Para astronom telah mengamati sebuah bintang saat Chariklo lewat di depannya, menghalangi cahaya bintang seperti yang telah mereka perkirakan. Para astronom menyebut fenomena ini sebagai okultasi. Yang mengejutkan mereka, bintang itu berkedip berulang kali dua kali sebelum menghilang di belakang Chariklo, dan berkedip dua kali lagi setelah bintang itu muncul kembali. Kedipan itu disebabkan oleh dua cincin tipis - cincin pertama yang pernah terdeteksi di sekitar objek tata surya kecil.

Pablo Santos-Sanz, dari Instituto de Astrofísica de Andalucía di Granada, Spanyol, memiliki program "Target Peluang" yang disetujui (program 1271) untuk mencoba pengamatan okultasi sebagai bagian dari program tata surya Webb Guaranteed Time Observations (GTO) yang dipimpin oleh Heidi Hammel dari Asosiasi Universitas untuk Penelitian Astronomi.

Kurva cahaya okultasi dari Instrumen Near-infrared Camera (NIRCam) Webb pada panjang gelombang 1,5 mikron (F150W) menunjukkan penurunan kecerahan bintang (Gaia DR3 6873519665992128512) saat cincin Chariklo lewat di depannya pada 18 Oktober. (NASA, ESA, CSA, L. Hustak (STScI))

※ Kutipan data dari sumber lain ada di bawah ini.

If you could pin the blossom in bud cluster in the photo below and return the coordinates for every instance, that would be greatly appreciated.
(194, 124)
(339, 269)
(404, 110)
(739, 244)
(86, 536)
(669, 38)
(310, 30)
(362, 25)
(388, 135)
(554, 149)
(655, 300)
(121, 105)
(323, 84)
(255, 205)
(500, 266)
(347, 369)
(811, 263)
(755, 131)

Dengan keberuntungan yang luar biasa, mereka menemukan bahwa Chariklo berada di jalur yang tepat untuk peristiwa okultasi semacam itu pada Oktober 2022. Ini adalah percobaan okultasi bintang pertama dengan Webb. Banyak kerja keras dilakukan untuk mengidentifikasi dan menyempurnakan prediksi untuk peristiwa yang tidak biasa ini.

Pada 18 Oktober, peneliti menggunakan instrumen Near-Infrared Camera (NIRCam) milik Webb untuk memantau secara dekat bintang Gaia DR3 6873519665992128512, dan mengamati penurunan kecerahan yang mengindikasikan terjadinya okultasi.

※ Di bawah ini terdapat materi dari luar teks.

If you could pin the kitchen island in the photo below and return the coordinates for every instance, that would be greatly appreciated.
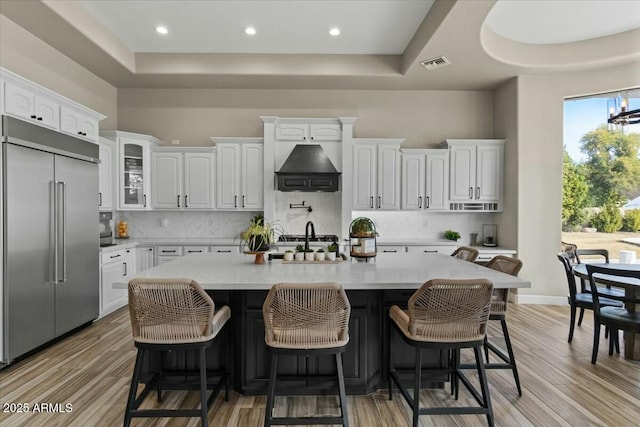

Bayangan yang dihasilkan oleh cincin Chariklo terdeteksi dengan jelas. Ini menunjukkan cara baru menggunakan Webb untuk menjelajahi objek tata surya. Bayangan bintang karena Chariklo sendiri terlacak di luar pandangan Webb. Appulse ini (nama teknis untuk umpan dekat tanpa okultasi) persis seperti yang telah diprediksi setelah manuver lintasan jalur Webb terakhir.

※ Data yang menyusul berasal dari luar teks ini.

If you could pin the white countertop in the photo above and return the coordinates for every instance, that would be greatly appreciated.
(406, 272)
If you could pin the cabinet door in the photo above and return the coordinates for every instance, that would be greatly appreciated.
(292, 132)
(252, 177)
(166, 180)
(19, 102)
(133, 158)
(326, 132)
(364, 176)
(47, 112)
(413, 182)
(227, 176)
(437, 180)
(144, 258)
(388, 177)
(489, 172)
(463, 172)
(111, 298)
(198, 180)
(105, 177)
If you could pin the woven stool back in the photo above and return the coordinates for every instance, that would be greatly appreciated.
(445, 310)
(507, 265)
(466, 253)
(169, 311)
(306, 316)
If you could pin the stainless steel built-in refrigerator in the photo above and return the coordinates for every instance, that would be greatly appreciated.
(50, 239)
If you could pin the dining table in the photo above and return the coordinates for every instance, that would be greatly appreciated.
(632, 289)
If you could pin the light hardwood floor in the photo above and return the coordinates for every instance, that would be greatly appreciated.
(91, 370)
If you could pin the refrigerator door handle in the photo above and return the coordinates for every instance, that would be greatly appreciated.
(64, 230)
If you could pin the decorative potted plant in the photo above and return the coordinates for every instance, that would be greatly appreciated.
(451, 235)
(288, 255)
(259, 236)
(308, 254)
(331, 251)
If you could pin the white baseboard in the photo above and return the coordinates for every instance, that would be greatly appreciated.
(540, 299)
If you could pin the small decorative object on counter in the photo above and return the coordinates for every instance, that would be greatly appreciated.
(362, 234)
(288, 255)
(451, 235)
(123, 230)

Baca Juga: Singkap Ketajaman Galaksi Phantom yang Spektakuler dengan James Webb

Baca Juga: James Webb Singkap Es Antarbintang Purba, Area Terdingin Alam Semesta

Baca Juga: Planet Ekstrasurya Hasil Pantauan Teleskop James Webb Pertama Kalinya

Baca Juga: Ingin Memberi Nama Planet yang Ditemukan James Webb? Ikuti Ajangnya

Kurva cahaya okultasi Webb, grafik kecerahan objek dari waktu ke waktu, mengungkapkan bahwa pengamatan berhasil! Cincin ditangkap persis seperti yang diperkirakan. Kurva cahaya okultasi menghasilkan ilmu baru yang menarik untuk cincin Chariklo.

"Ketika kami mempelajari lebih dalam data, kami akan mengeksplorasi apakah kami menyelesaikan kedua cincin dengan bersih. Dari bentuk kurva cahaya okultasi cincin, kami juga akan mengeksplorasi ketebalan cincin, ukuran dan warna partikel cincin, dan banyak lagi,” jelas Santos-Sanz. “Kami berharap mendapatkan wawasan tentang mengapa benda kecil seperti ini bisa memiliki cincin, dan mungkin mendeteksi cincin baru yang lebih redup."

Cincin itu mungkin terdiri dari partikel kecil es air yang bercampur dengan material gelap, puing-puing dari benda es yang bertabrakan dengan Chariklo di masa lalu. Chariklo terlalu kecil dan terlalu jauh bahkan untuk Webb secara langsung membayangkan cincin-cincin itu terpisah dari badan utama. Jadi okultasi adalah satu-satunya alat untuk mengkarakterisasi cincin-cincin itu sendiri.